To understand, you need to go back roughly 155 years.

It was 1868, three years after the Civil War had ended. Major General John A. Logan, the leader of the Grand Army of the Republic (an organization of Union veterans), declared that May 30 should serve as Decoration Day. On that day, Logan wanted Americans to place flowers on the graves of the war dead, according to the U.S. Department of Veterans Affairs. Falling far enough into the spring, the hope was that flowers would be in bloom nationwide.

Records show the first large observance of Decoration Day was held at Arlington National Cemetery that year. Flowers were spread on the graves of Union and Confederate soldiers alike, and Logan’s order for his post called for graves to be decorated “with the choicest flowers of

There are multiple cities that claim to have paid tribute to those killed in the Civil War before Logan’s declaration, many of which were located throughout the South, the VA explains. Among those was Carbondale, Illinois, where, according to a stone in a cemetery, the first Decoration Day ceremony was held in late April 1866.

As the story goes, Civil War veterans were waiting for a church service to begin when they noticed a woman with two young children place flowers on a small, unmarked grave. The veterans then collected nearby wildflowers and decorated soldiers’ graves in the cemetery.

The group then decided flowers should be placed on the graves of the war dead in Woodlawn Cemetery across town. On April 19, 1866, the veterans, along with others in the community, walked from an area church to Woodlawn Cemetery to place flowers on the aforementioned graves.

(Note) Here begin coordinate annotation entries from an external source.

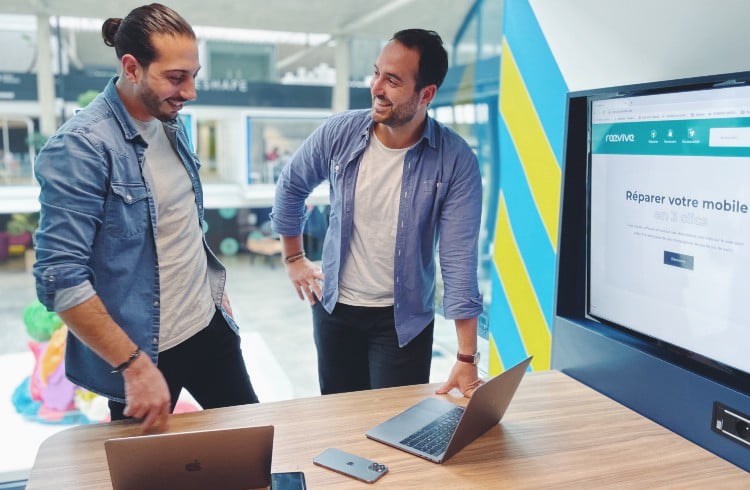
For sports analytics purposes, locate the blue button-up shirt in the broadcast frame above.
[272,110,482,346]
[34,78,237,402]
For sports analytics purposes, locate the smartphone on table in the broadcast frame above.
[313,448,388,483]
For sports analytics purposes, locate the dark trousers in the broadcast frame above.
[109,310,258,420]
[312,302,434,395]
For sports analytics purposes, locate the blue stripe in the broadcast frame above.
[251,117,253,184]
[490,267,527,367]
[501,0,568,165]
[502,122,556,329]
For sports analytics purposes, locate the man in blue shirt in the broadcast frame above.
[34,4,258,431]
[272,29,482,396]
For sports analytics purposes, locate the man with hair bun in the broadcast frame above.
[34,3,258,432]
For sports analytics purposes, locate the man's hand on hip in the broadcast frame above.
[123,355,171,433]
[286,258,323,305]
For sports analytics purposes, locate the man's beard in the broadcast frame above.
[140,84,186,122]
[371,92,419,128]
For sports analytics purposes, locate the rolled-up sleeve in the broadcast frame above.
[271,125,328,236]
[33,132,107,310]
[439,149,483,320]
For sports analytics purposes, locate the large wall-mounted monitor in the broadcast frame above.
[588,81,750,378]
[552,72,750,469]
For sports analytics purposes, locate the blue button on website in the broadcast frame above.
[664,250,693,270]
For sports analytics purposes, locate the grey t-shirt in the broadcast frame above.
[55,119,216,351]
[338,132,409,306]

Before their procession, though, Logan — who lived in Carbondale during wartime — spoke to the group. Two years later, Logan signed an order to designate the day of observance.

Despite the obvious connection between Carbondale and then-Decoration Day, Congress and President Lyndon Johnson declared another town — Waterloo, New York — as the official birthplace of the day in 1966. According to records, in May 1866, the city, located about 50 miles west of Syracuse, is said to have honored Civil War veterans by closing businesses, flying flags at half-staff, and parades.

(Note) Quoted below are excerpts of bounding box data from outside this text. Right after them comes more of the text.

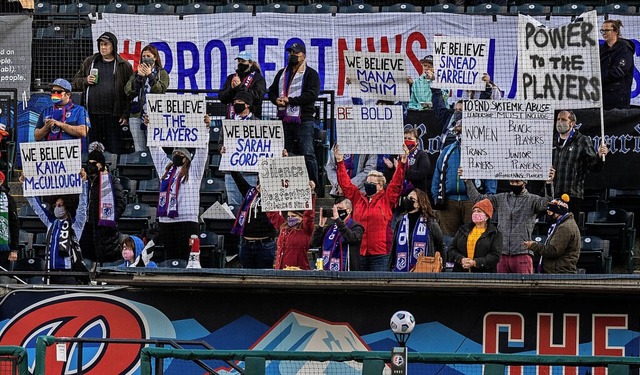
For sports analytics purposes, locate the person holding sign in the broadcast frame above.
[124,44,169,151]
[33,78,91,146]
[151,147,209,260]
[269,43,320,186]
[389,189,446,272]
[218,51,267,119]
[600,20,636,109]
[447,199,502,273]
[267,181,316,270]
[333,144,409,271]
[552,111,609,217]
[311,198,364,271]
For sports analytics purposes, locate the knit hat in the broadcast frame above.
[547,194,569,215]
[473,198,493,217]
[171,147,193,161]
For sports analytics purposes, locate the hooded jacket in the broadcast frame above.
[72,32,133,119]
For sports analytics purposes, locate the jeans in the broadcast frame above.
[224,173,258,212]
[282,121,318,186]
[360,255,389,272]
[238,237,276,269]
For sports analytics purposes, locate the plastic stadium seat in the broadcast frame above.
[424,4,464,13]
[338,4,380,13]
[176,3,215,14]
[256,3,296,13]
[382,3,422,13]
[596,4,637,14]
[509,3,551,15]
[138,3,176,14]
[216,3,253,13]
[551,4,591,16]
[298,3,338,14]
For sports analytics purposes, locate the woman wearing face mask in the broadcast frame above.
[267,181,316,270]
[20,170,89,284]
[218,51,267,119]
[151,147,209,260]
[80,142,127,263]
[389,189,445,272]
[124,45,169,151]
[447,199,502,272]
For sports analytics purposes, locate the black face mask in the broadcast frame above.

Though it isn’t clear when exactly people stopped calling the day Decoration Day, by the late 1800s, many were referring to it as “Memorial Day,” according to the American Battle Monuments Commission.

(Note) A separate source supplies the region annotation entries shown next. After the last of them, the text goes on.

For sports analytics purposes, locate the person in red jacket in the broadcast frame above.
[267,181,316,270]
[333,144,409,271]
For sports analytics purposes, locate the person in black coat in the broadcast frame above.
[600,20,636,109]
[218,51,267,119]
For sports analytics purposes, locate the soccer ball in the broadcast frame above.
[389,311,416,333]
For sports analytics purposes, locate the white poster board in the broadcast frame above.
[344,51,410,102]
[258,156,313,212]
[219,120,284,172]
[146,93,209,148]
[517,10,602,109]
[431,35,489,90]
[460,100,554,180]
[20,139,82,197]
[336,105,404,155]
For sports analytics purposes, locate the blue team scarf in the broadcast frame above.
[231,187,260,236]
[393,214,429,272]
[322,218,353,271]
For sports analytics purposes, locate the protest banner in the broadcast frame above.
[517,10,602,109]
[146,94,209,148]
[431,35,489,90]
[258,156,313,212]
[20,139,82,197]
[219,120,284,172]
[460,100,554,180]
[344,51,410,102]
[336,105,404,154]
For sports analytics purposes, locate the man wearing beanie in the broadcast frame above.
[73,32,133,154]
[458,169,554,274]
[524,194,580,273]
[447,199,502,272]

Regardless of its origin, Memorial Day became a national holiday in 1971. It was permanently placed on the last Monday of May and designated as a day to honor those who died in all American wars.

Memorial Day isn’t to be confused with Veterans Day, which honors those who fought in American wars and were discharged under conditions other than dishonorable. Another military holiday in May, Armed Forces Day, honors those currently serving in the U.S. military.